Les analystes du cabinet Trilema Energy estiment que le secteur parapétrolier pourrait créer jusqu’à 2 500 nouveaux emplois qualifiés, de la maintenance robotique à la logistique offshore, renforçant ainsi le vivier de compétences locales.
Vers un modèle de transition énergétique
En intégrant un plan de captage de CO₂ et une politique zéro torchage, Nguya ambitionne d’abaisser son intensité carbone à 0,2 t de CO₂ par tonne de GNL, soit 30 % de moins que la moyenne mondiale, selon Eni Congo.
Le ministère de l’Environnement prévoit d’adosser au projet un fonds vert destiné au reboisement des mangroves du Kouilou, illustrant une approche intégrée de la valorisation des ressources naturelles.
Pour les économistes de l’université Marien-Ngouabi, la complémentarité entre exportations de GNL et investissements bas carbone pourrait servir de vitrine régionale, encourageant une convergence inédite entre rentabilité et responsabilité.
De son côté, la Plateforme congolaise des jeunes pour le climat envisage des formations aux métiers du gaz vert, afin de préparer la génération montante aux standards industriels qui régiront demain la chaîne de valeur.
Cap sur 2025 et au-delà
Selon le calendrier communiqué, Nguya devrait accoster au Congo en novembre, subir des essais d’intégrité puis entrer en production commerciale au premier trimestre 2025, synchronisant son output avec les besoins hivernaux du marché européen.

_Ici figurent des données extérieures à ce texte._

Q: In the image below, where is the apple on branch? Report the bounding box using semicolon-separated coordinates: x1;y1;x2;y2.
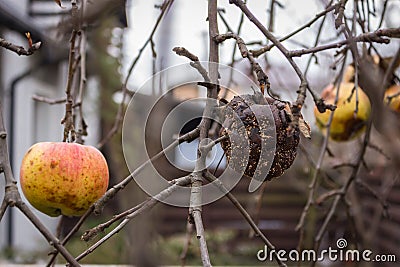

À l’horizon 2030, la feuille de route gouvernementale table sur une troisième unité FLNG, portant la capacité cumulée à 4,5 MTPA et consolidant la vocation du littoral congolais comme plaque tournante gazière africaine.
La navigation réussie de Nguya cristallise ainsi une ambition: transformer la ressource gazière en levier de développement industriel, tout en projetant l’image d’un Congo moderne, fiable et soucieux des impératifs environnementaux.
Impact régional et diplomatique
L’arrivée de volumes supplémentaires de GNL devrait modifier les flux commerciaux d’Afrique centrale. Selon l’Organisation pour la mise en valeur du fleuve Congo, les ports de Kribi et de Libreville préparent déjà des terminaux relais pour capter ce trafic émergent.
Pour les chancelleries, ce repositionnement énergétique renforce la diplomatie économique de Brazzaville. L’Union européenne a dépêché une mission technique en juin afin d’évaluer la compatibilité des futurs cargaisons congolaises avec ses normes de taxonomie verte.
Au niveau sous-régional, la Communauté économique des États d’Afrique centrale voit l’initiative comme un catalyseur pour l’interconnexion énergétique, notamment grâce au projet d’oléoduc gazier envisagé entre Pointe-Noire et Malabo.
En capitalisant sur cette dynamique, le gouvernement congolais espère attirer des financements climats, positionnant le pays dans les chaînes de valeur décarbonées tout en consolidant un leadership sous-régional assumé.
Dans les rues de Brazzaville, l’annonce nourrit aussi l’espoir de voir les coûts domestiques de gaz baisser, une perspective particulièrement attendue par les jeunes entrepreneurs de la filière agro-alimentaire.